Tous ne partagent pas cet engouement pour Elia. Jon Connington est de ceux-là. Selon lui, « elle n'avait jamais été digne de lui. Dès le début, elle avait été frêle et souffreteuse, et l'enfantement l'avait encore affaiblie ». C'est un tort car on attend d'une princesse, d'une future reine qu'elle donne des héritiers au royaume. C'est son devoir, c'est son destin. Or, la santé d'Elia est bien fragile et chaque accouchement est pour elle un supplice.

Daenerys n'a jamais connu son frère. Elle cherche à en savoir plus pour lui. Elle questionne donc Barristan. Le chevalier est honnête : Rhaegar aimait Elia Martell mais sans doute pas de façon très prononcée (« la princesse Elia était une excellente femme, votre Grâce. Elle était bonne et habile, un cœur aimant et un esprit très fin. Je sais que le prince lui était très attaché »). Cette déclaration confirme les idées de Daenerys. La jeune femme se rend coupable de n'être pas née plus tôt. Née plus tôt, elle aurait pu épouser son frère dans la tradition targaryenne, le combler et éviter ainsi toutes les guerres, les exils et les morts (« si j'étais née à temps, c'est moi que Rhaegar aurait épousée, pas Elia, et tout aurait tourné différemment. Doté d'une épouse susceptible de le rendre heureux, Rhaegar n'aurait eu que faire de la jeune Stark »).

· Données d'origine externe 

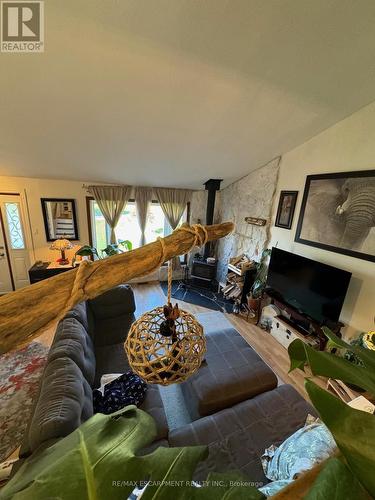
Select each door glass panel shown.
[5,203,25,250]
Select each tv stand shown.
[270,297,343,351]
[270,316,320,350]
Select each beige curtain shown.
[154,188,192,269]
[135,187,152,246]
[87,186,132,243]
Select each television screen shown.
[267,247,351,324]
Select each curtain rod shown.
[82,184,203,191]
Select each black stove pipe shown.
[203,179,223,259]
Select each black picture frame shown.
[294,170,375,262]
[275,191,298,229]
[40,198,79,241]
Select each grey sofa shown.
[20,285,314,483]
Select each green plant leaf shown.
[0,406,265,500]
[322,326,375,371]
[118,240,133,252]
[288,339,375,395]
[76,245,98,257]
[305,378,375,498]
[288,341,307,373]
[304,458,370,500]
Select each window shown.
[88,198,189,262]
[4,203,25,250]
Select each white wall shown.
[271,103,375,336]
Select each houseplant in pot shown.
[246,248,271,314]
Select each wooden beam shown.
[0,222,234,354]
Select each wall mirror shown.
[41,198,78,241]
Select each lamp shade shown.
[49,238,74,250]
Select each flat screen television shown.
[266,247,351,325]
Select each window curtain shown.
[154,188,192,269]
[87,186,132,244]
[135,187,152,246]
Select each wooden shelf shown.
[228,264,246,276]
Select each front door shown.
[0,215,13,295]
[0,195,30,293]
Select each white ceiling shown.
[0,0,375,187]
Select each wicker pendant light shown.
[125,261,206,385]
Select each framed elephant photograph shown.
[295,170,375,262]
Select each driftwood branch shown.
[0,222,234,354]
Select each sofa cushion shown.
[168,385,315,486]
[94,343,168,439]
[182,328,277,420]
[88,285,135,346]
[28,357,93,452]
[48,317,95,386]
[64,302,89,332]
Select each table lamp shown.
[49,238,74,266]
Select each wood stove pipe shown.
[203,179,223,259]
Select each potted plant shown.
[247,248,271,313]
[75,240,133,260]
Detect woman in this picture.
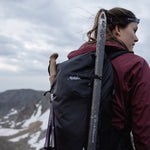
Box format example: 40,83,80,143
68,8,150,150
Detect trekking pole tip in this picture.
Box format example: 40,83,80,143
50,53,58,59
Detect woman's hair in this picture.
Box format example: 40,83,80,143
87,7,138,48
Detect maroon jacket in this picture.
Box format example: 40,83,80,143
68,43,150,150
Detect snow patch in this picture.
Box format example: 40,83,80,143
0,128,23,136
4,108,18,119
9,133,29,142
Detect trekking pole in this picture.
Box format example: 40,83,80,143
87,12,106,150
44,53,58,150
49,53,58,85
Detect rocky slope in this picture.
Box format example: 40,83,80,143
0,89,50,150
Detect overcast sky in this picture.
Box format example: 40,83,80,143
0,0,150,91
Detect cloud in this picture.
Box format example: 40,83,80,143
0,0,150,89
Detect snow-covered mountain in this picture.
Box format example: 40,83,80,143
0,89,50,150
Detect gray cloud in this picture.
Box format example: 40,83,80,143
0,0,150,90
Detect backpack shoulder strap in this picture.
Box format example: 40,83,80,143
108,50,132,60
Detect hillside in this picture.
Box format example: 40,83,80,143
0,89,50,150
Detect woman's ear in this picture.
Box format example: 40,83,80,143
113,25,120,36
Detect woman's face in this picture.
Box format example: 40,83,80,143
116,22,138,51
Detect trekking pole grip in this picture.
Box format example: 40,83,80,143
49,53,58,85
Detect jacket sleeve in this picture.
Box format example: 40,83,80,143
131,60,150,150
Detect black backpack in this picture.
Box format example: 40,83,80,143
44,51,132,150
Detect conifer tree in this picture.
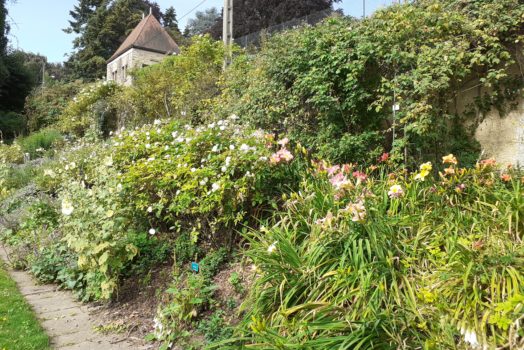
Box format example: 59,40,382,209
64,0,163,81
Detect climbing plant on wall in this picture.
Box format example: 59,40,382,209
219,0,524,166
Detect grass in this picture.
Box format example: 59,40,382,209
0,265,50,350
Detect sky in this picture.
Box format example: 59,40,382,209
8,0,394,62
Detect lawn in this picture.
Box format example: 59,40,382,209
0,264,50,350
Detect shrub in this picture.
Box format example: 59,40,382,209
56,82,120,137
219,0,524,164
112,119,304,246
234,155,524,349
127,35,224,125
0,111,26,141
59,150,138,299
16,129,62,159
24,81,82,132
0,142,24,165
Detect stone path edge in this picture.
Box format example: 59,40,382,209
0,245,149,350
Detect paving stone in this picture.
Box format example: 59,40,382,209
0,247,145,350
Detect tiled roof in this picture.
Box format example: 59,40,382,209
107,14,180,63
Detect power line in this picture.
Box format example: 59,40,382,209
178,0,207,21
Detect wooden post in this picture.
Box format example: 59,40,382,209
222,0,233,68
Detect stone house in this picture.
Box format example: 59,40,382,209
107,13,180,85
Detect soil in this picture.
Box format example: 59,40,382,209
90,264,172,349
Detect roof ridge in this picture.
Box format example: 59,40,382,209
107,14,179,63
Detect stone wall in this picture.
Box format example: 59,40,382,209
451,67,524,166
107,48,166,86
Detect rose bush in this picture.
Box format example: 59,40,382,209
233,155,524,349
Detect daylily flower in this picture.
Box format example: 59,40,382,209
277,137,289,147
343,201,367,222
388,185,404,198
267,241,278,254
480,158,497,167
329,173,350,190
442,153,458,165
378,153,389,163
455,184,466,193
62,198,74,216
269,148,294,164
327,165,340,176
500,174,511,182
353,170,368,183
444,167,455,175
316,211,333,227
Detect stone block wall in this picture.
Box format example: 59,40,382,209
107,48,166,86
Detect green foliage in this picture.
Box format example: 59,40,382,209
123,232,171,276
200,248,227,283
228,272,244,294
235,156,524,349
65,0,162,81
126,36,224,124
173,233,202,267
0,266,50,350
0,111,26,140
57,82,120,136
59,151,138,299
153,274,215,348
198,310,233,342
24,82,82,132
113,118,304,245
0,142,24,165
16,129,62,159
221,0,524,162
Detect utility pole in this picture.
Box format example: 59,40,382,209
222,0,233,68
42,60,45,87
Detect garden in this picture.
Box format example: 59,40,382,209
0,0,524,350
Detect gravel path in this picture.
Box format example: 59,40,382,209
0,246,148,350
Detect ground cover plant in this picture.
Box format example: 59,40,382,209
0,0,524,350
0,266,50,350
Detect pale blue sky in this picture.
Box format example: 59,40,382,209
8,0,394,62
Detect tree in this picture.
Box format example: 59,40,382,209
163,6,187,45
64,0,163,80
207,0,341,39
184,7,222,36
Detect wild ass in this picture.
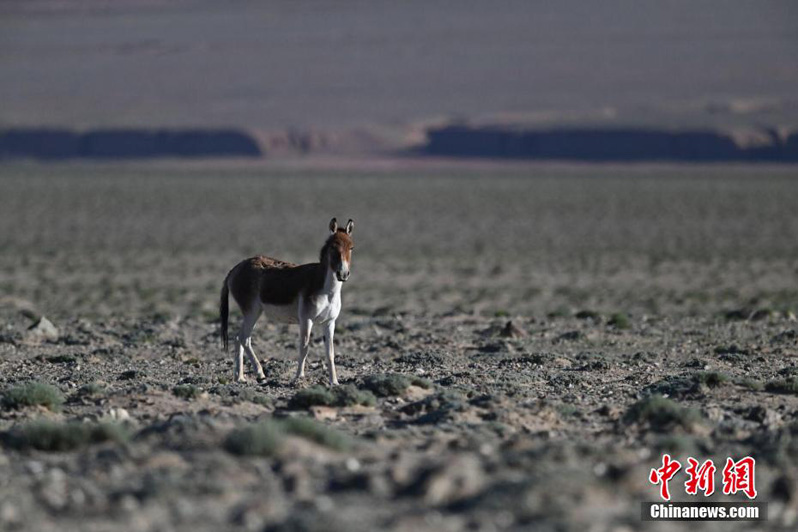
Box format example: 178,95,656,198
219,218,355,385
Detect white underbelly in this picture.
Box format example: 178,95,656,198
261,303,299,323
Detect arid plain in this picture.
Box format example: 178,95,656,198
0,164,798,531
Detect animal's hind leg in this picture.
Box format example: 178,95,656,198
238,308,266,380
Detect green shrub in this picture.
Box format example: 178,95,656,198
2,382,64,411
607,312,632,329
224,418,351,456
78,381,105,396
288,386,334,410
363,373,432,397
7,421,130,451
694,371,731,388
172,384,202,400
332,384,377,407
282,417,350,451
765,377,798,394
47,355,77,364
224,421,283,456
735,377,765,392
288,384,376,410
238,388,272,406
624,395,701,432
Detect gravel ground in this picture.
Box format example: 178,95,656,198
0,165,798,531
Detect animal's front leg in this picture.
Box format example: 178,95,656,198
233,337,246,382
324,320,338,386
294,319,313,381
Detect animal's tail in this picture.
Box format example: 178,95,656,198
219,275,230,352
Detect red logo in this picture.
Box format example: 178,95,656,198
648,454,757,501
648,454,682,501
684,456,716,497
723,456,756,499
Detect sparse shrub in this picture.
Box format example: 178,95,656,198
172,384,202,400
735,378,765,392
288,384,377,410
47,355,77,364
765,377,798,394
363,373,412,397
624,395,701,432
6,421,130,451
78,381,105,396
607,312,632,329
224,421,282,456
238,388,272,406
333,384,377,407
557,403,579,417
224,418,351,456
2,382,64,411
282,417,350,451
694,371,731,388
288,386,333,410
574,310,601,321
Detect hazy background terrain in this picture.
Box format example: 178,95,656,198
0,0,798,129
0,0,798,532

Il semble donc y avoir un consensus : c'est son amour pour Lyanna qui a mené Rhaegar à sa perte. Plusieurs déclarations laissent croire que cela allait au-delà d'un simple amour. Rhaegar aimait Lyanna mais il cherchait autre chose.

Barbe-Blanche nous donne une information précieuse sur le comportement du prince : il « était affecté d'une espèce de mélancolie, de quelque chose comme, comme un sens... de la catastrophe ». C'est Barbe-Blanche qui nous permet d'échafauder une hypothèse. Si Rhaegar voulait prendre une autre femme, c'était pour avoir un autre enfant qui répondrait à une prophétie. Barbe-Blanche ne répond qu'à la première partie de cette hypothèse. Il dit à Daenerys que « dans sa prime jeunesse, le prince de Peyredragon se montrait studieux jusqu'au vice (…) Jusqu'au jour où le prince Rhaegar découvrit quelque chose dans ses grimoires qui le métamorphosa. De quoi il pouvait bien s'agir, nul ne sait ». Aemon Targaryen, exilé très haut dans le Nord, complète cette hypothèse. Il parle clairement de prophétie : « il partageait ma conviction quand il était jeune, mais ensuite il en vint à persuader que c'était son fils qui accomplirait la prophétie, car on avait vu une comète au-dessus de Port-Réal la nuit où fut conçu Aegon ».

On peut donc penser que Rhaegar a cherché une autre femme en voyant la fragilité d'Elia. Lyanna l'a attiré grâce à son caractère et il a vu là l’opportunité d'accomplir la prophétie du prince promis.